Home | Reviews | Exclusive Writings | Great Links | Miscellaneous | FAQ | Contact Us

Cold Creek Manor /

Rated: R

Starring: Dennis Quaid, Sharon Stone, Stephen Dorff, Juliette Lewis, Christopher Plummer
Directed by: Mike Figgis
Produced by: Annie Stewart, Mike Figgis, Richard Jefferies
Written by: Richard Jefferies
Distributor: Touchtone Pictures


     Should a movie really be considered successful if it does the exact opposite of what it intends to do? In most cases, I think not. If you find yourself walking into a screening of Cold Creek Manor, I would hope that you’re not looking for a horror movie. Unlike the recent campy slashers Freddy vs. Jason, Cabin Fever, and Wrong Turn, the makers behind Cold Creek Manor actually believe that they’ve crafted a terrifying tale. Sadly it’s a laughable, conventional, clichéd, worthless mess of ideas that comes to an air-headed conclusion, after slowly plodding along for an hour and fifty-minutes of sheer nothingness. It is entertainingly likeable, though—which says something—even if that something is very, very close to nothing at all.

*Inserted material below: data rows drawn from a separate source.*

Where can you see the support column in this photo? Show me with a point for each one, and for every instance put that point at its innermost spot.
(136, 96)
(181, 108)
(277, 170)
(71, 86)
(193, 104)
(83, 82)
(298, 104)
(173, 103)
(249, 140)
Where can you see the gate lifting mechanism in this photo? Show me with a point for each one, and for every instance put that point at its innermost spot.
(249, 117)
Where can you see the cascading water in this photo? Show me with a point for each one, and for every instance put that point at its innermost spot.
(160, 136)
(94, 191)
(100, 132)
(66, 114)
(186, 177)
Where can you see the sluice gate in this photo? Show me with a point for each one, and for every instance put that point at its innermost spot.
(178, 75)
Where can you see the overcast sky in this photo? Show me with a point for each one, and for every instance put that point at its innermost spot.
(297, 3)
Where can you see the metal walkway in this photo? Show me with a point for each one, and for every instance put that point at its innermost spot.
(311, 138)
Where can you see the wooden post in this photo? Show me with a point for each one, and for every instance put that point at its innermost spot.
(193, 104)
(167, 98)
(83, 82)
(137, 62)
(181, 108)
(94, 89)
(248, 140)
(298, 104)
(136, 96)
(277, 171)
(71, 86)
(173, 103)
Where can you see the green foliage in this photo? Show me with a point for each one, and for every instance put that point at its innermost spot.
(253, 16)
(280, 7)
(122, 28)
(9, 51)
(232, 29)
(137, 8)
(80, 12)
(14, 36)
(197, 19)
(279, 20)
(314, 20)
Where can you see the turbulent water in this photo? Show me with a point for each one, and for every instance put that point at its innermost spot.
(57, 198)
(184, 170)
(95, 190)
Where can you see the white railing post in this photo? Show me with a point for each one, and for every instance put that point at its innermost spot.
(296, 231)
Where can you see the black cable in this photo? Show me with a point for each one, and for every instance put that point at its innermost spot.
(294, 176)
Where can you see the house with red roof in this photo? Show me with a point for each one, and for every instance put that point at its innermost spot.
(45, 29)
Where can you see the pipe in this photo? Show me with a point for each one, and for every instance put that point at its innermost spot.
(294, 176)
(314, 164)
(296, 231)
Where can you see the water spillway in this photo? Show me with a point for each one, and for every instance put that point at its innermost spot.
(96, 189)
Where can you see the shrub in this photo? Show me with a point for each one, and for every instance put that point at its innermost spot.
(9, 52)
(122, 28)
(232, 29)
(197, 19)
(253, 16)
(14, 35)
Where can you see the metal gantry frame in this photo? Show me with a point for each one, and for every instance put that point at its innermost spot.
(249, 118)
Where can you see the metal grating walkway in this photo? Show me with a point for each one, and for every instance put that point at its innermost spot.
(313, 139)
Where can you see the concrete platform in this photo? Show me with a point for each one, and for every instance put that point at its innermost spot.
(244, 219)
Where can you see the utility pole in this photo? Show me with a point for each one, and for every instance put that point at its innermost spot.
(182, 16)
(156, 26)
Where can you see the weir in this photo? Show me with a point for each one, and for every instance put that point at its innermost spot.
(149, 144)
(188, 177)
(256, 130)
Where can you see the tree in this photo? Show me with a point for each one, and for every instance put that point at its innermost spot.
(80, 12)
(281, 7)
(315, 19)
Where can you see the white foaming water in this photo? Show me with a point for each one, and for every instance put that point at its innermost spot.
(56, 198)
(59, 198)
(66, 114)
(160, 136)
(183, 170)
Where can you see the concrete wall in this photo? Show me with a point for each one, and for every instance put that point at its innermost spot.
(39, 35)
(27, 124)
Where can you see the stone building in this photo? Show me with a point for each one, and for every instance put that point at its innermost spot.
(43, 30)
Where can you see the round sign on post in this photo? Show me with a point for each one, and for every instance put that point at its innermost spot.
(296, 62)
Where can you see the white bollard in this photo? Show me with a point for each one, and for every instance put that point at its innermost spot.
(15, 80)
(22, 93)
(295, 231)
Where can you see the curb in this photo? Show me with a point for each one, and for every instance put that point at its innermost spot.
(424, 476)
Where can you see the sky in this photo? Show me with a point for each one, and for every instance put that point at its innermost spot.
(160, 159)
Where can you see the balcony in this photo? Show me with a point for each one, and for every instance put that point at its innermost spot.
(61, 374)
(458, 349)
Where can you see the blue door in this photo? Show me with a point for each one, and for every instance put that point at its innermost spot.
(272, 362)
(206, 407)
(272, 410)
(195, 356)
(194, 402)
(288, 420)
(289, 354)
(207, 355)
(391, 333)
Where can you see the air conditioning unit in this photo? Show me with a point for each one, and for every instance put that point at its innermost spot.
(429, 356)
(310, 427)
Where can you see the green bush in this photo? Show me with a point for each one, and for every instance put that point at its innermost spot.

     Marketed as some sort of supernatural thriller, Cold Creek Manor may draw in a broad range of audiences, but most viewers won’t be satisfied by its mediocre execution. What could’ve been an insanely creepy and intriguing motion picture turns out to be a lackluster exercise in creating suspense. Cold Creek Manor has a great premise and some compelling ideas, but they are never developed in the right way. The strange and predictable plot is the driest aspect of the entire film.

     Cooper Tilson (Dennis Quaid), his wife Leah (Sharon Stone), and their two children (Kirsten Stewart and Ryan Wilson) are a New York City family, often distressed by living in such a crowded and fast-paced place. An independent documentarian, Cooper could easily work from another location, and Leah could afford to quit her job as a business woman, as well. Before long, and as expected, the Tilson’s find themselves moving away from the city and into the country, to an inexpensive giant, old estate with 1,200 acres of property to go along with it.

     The place hasn’t been inhabited for awhile and all the contents have been left in it, as the previous owner had been serving a three-year jail-term. Certain parts of it are rundown and in desperate need of fixing up. As fate would have it, one day, that same man (Stephen Dorff) who owned the house prior to the Tilson’s, invites himself inside and asks for a maintenance job. Hesitantly, Cooper accepts his offer. As days pass, the man, named Dale Massey, tells Cooper about his past. Cooper learns about Dale’s old wife and children, who supposedly took off one day, and he never saw them again. Later in the movie, mysteries emerge. What really happened to Dale’s former family? What happened in the Tilson’s house, before they owned it? What are they getting themselves into?

     Up until this point, everything is jolly. We are engaged and captivated by Cold Creek Manor, and it works. But right when my hopes for a fabulous climax and a haunting conclusion skyrocketed, due to what I had seen so far, the movie began to plummet. And I don’t just mean it reaches a decline in likeability, I mean it falls into a bottomless pit. Between this flick and the disappointing (but superior) Matchstick Men, I’m convinced that most filmmakers and screenwriters these days aren’t capable of creating decent endings. The final act of Cold Creek Manor, albeit corny, ironic, and enjoyable, contains, roughly, the most obvious thirty-five minutes in the entire history of cinema.

     There is no single person we can blame for this. Certain people’s work is successful at times, and gut-bustlingly nonsensical, at others. The two features of Cold Creek Manor that are the most distasteful are the production, by Annie Stewart, Mike Figgis, and Richard Jefferies and the score, by Figgis, as well. He is also the director, but his work in that department is actually good, and one of the only admirable technical aspects of the film.

     Until Cold Creek Manor makes a run on cable TV, do yourself a favor and forget about seeing it. There are definitely some fun segments in it, but as a whole, it’s nothing short of disastrous. One day, I hope Hollywood will leave all that’s conventional behind, and incorporate more originality into mainstream cinema. Sadly, looking foreward at the rest of this year’s releases, it’s hard to conclude that that day will come anytime soon. Cold Creek Manor is just another piece of trash that should’ve been made for TV, clogging up the screens of multiplexes. Until I see it playing on a network channel during the daytime (where it should be), I will not rest. As for now—I have one thing to say—make it stop, please! Oh god, just make it stop.